Trump Deflects A Wiretapping Question: "You Should Be Talking To Fox"

“All we did was quote a certain, very talented legal mind who was the one responsible for saying that on television,” the president said.

Pablo Martinez Monsivais / AP

President Trump on Friday refused to back away from allegations that he was wiretapped by British intelligence at the behest of the Obama administration, pointing the finger instead at a Fox News commentator.

Roughly two weeks after Trump tweeted the extraordinary allegation that President Obama had ordered Trump Tower be wiretapped, judicial analyst Andrew Napolitano said on Fox & Friends on Tuesday that three intelligence sources had told him Obama called on the services of the UK’s GCHQ intelligence agency to carry out the spying.

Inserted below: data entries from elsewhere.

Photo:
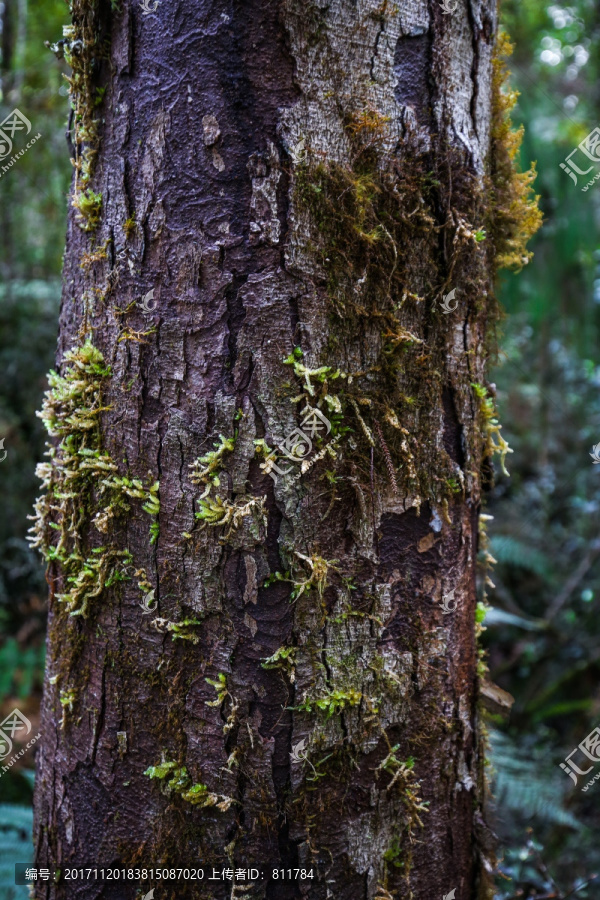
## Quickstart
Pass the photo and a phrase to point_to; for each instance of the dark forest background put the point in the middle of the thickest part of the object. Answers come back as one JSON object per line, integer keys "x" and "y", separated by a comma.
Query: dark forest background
{"x": 542, "y": 634}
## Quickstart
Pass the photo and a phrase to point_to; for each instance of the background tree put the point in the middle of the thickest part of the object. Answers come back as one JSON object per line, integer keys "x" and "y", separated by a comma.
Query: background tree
{"x": 302, "y": 192}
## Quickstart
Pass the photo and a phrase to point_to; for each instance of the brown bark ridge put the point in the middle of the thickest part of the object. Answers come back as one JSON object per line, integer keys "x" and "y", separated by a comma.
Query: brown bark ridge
{"x": 259, "y": 672}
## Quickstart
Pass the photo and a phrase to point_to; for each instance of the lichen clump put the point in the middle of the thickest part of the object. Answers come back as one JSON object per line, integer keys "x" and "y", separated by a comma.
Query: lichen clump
{"x": 83, "y": 49}
{"x": 175, "y": 780}
{"x": 514, "y": 212}
{"x": 83, "y": 491}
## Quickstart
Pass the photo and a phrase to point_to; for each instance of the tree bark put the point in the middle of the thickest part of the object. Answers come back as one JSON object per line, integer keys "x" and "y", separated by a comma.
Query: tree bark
{"x": 299, "y": 184}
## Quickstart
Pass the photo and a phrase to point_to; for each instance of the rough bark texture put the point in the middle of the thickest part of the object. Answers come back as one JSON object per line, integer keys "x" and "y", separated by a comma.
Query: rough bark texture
{"x": 283, "y": 175}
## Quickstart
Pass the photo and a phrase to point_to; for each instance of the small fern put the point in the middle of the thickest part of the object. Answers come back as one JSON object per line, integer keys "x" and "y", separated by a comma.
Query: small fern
{"x": 522, "y": 785}
{"x": 512, "y": 552}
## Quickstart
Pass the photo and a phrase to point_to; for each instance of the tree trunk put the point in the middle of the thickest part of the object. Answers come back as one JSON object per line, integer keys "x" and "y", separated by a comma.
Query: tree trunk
{"x": 261, "y": 674}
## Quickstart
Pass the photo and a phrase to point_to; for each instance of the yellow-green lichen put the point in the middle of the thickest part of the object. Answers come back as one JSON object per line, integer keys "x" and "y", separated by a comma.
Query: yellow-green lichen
{"x": 83, "y": 491}
{"x": 175, "y": 780}
{"x": 514, "y": 212}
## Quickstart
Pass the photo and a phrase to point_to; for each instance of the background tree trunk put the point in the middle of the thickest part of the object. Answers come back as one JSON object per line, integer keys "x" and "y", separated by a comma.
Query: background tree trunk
{"x": 282, "y": 175}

White House press secretary then Sean Spicer on Thursday then cited the Fox News segment while trying to defend Trump's allegation of wiretapping. That prompted GCHQ to break years of protocol and make a rare public comment, describing the claims as “utterly ridiculous.”

Asked by a German reporter at a joint White House press conference with Chancellor Angela Merkel to address the diplomatic row, Trump instead pointed the finger of blame at Fox News.

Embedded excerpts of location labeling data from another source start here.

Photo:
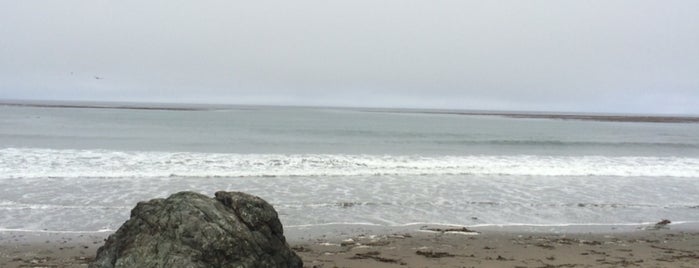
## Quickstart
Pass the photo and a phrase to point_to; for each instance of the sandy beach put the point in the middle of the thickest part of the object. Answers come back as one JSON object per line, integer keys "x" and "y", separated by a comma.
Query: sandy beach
{"x": 438, "y": 247}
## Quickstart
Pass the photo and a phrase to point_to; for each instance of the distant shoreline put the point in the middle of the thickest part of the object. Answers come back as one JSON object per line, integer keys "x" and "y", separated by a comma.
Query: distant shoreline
{"x": 523, "y": 115}
{"x": 607, "y": 118}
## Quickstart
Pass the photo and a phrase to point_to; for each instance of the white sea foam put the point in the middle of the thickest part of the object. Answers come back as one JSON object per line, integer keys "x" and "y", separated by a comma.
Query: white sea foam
{"x": 43, "y": 163}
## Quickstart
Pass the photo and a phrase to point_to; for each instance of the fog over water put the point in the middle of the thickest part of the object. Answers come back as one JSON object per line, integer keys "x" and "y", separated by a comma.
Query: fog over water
{"x": 591, "y": 56}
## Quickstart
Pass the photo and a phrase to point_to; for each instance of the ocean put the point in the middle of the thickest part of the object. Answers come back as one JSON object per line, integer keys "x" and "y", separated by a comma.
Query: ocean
{"x": 68, "y": 168}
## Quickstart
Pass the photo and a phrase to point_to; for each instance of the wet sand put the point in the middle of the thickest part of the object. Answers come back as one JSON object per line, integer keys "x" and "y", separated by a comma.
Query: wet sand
{"x": 438, "y": 247}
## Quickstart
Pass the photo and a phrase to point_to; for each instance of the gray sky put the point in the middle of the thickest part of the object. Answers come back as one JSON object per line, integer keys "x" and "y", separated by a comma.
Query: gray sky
{"x": 596, "y": 56}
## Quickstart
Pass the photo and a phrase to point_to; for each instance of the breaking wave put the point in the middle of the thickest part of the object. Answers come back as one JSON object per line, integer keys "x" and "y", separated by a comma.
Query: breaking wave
{"x": 38, "y": 163}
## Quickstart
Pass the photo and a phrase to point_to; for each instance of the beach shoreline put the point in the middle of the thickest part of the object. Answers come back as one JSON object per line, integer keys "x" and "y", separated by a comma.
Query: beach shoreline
{"x": 675, "y": 245}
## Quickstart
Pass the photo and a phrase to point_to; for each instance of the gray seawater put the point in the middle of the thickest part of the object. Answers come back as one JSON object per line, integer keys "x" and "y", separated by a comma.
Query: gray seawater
{"x": 83, "y": 169}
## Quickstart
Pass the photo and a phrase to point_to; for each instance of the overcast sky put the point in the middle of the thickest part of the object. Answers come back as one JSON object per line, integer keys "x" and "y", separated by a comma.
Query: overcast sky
{"x": 595, "y": 56}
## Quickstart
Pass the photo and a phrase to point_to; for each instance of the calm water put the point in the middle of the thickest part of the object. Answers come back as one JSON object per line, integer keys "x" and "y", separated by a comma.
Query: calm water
{"x": 69, "y": 169}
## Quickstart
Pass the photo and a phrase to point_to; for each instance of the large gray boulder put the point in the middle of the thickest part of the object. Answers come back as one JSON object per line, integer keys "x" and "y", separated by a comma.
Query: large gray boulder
{"x": 192, "y": 230}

“All we did was quote a certain, very talented legal mind who was the one responsible for saying that on television,” Trump said. “I didn't make an opinion on it. That was a statement made by a very talented lawyer on Fox. And so you shouldn't be talking to me, you should be talking to Fox.”

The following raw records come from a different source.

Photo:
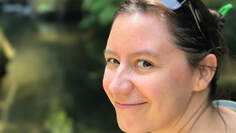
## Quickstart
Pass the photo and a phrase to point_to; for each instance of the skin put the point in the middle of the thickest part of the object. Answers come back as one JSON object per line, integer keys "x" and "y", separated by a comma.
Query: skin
{"x": 149, "y": 80}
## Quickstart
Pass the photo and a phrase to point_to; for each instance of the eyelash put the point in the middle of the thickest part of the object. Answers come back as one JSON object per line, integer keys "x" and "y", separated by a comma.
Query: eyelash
{"x": 112, "y": 61}
{"x": 145, "y": 64}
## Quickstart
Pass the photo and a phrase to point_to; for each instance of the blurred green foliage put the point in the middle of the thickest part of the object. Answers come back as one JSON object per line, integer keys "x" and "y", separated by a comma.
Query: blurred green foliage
{"x": 59, "y": 66}
{"x": 98, "y": 13}
{"x": 58, "y": 122}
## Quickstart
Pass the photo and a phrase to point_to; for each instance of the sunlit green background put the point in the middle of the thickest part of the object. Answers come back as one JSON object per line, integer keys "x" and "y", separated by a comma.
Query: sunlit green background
{"x": 54, "y": 82}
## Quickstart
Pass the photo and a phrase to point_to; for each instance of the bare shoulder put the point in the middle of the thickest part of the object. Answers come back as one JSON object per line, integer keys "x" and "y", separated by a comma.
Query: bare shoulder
{"x": 230, "y": 119}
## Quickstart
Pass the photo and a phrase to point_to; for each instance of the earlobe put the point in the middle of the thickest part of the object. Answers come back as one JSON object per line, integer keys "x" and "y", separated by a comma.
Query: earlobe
{"x": 205, "y": 72}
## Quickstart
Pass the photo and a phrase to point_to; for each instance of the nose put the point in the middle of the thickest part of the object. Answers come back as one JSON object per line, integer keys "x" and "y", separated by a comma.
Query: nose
{"x": 121, "y": 83}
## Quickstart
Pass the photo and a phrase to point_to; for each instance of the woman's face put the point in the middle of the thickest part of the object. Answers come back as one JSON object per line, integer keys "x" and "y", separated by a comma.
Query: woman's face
{"x": 147, "y": 78}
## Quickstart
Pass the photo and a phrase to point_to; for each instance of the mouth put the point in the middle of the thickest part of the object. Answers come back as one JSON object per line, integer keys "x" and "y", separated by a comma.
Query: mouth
{"x": 128, "y": 106}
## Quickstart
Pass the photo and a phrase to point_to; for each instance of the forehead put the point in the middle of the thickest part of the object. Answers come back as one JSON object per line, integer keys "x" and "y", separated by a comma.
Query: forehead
{"x": 135, "y": 32}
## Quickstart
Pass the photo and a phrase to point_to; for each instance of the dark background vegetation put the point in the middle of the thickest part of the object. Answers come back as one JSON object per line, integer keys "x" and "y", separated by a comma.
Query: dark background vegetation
{"x": 54, "y": 81}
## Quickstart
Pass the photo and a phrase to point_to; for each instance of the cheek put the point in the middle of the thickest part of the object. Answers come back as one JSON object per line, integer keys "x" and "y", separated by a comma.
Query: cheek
{"x": 107, "y": 78}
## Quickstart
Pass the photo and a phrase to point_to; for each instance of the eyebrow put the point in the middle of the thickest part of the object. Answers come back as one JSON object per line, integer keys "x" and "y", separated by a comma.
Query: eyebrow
{"x": 139, "y": 53}
{"x": 107, "y": 51}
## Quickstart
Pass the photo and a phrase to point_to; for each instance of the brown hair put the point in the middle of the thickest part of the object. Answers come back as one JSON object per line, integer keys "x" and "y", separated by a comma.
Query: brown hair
{"x": 187, "y": 35}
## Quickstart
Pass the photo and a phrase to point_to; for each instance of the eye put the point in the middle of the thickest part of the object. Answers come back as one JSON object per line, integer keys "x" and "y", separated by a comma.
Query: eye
{"x": 144, "y": 64}
{"x": 112, "y": 61}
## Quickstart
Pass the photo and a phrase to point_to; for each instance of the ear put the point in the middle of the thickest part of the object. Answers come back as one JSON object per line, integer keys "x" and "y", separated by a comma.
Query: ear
{"x": 205, "y": 72}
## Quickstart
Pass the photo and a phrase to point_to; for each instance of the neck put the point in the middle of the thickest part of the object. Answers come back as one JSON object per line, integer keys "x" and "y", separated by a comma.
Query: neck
{"x": 197, "y": 116}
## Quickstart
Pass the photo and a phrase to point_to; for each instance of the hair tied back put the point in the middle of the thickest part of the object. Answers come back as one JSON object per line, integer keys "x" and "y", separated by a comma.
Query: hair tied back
{"x": 225, "y": 9}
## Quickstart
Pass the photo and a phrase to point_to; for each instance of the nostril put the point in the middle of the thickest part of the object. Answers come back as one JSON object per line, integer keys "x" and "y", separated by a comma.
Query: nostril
{"x": 121, "y": 86}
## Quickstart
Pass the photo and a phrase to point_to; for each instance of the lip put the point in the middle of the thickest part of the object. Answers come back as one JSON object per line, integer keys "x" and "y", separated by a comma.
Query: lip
{"x": 128, "y": 106}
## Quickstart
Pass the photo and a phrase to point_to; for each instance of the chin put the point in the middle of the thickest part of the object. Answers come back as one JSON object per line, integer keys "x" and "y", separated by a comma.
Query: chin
{"x": 130, "y": 126}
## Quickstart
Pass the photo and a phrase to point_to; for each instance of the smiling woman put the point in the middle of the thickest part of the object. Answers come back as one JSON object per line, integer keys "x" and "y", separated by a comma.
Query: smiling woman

He also made a reference to documents published in 2015 by Wikileaks that showed the National Security Agency had tapped phone calls involving Merkel and her advisers for years.

“As far as wiretapping, I guess, by this past administration, at least we have something in common perhaps,” he said gesturing to the German chancellor amid laughter from the audience.

Merkel did not laugh.

Not long after Trump's comments, Fox News' Shepard Smith said the network could not back Napolitano's claims.

“Fox News cannot confirm Judge Napolitano's commentary,” he said. “Fox News knows of no evidence of any kind that the president of the United States was surveilled at any time in any way — full stop.”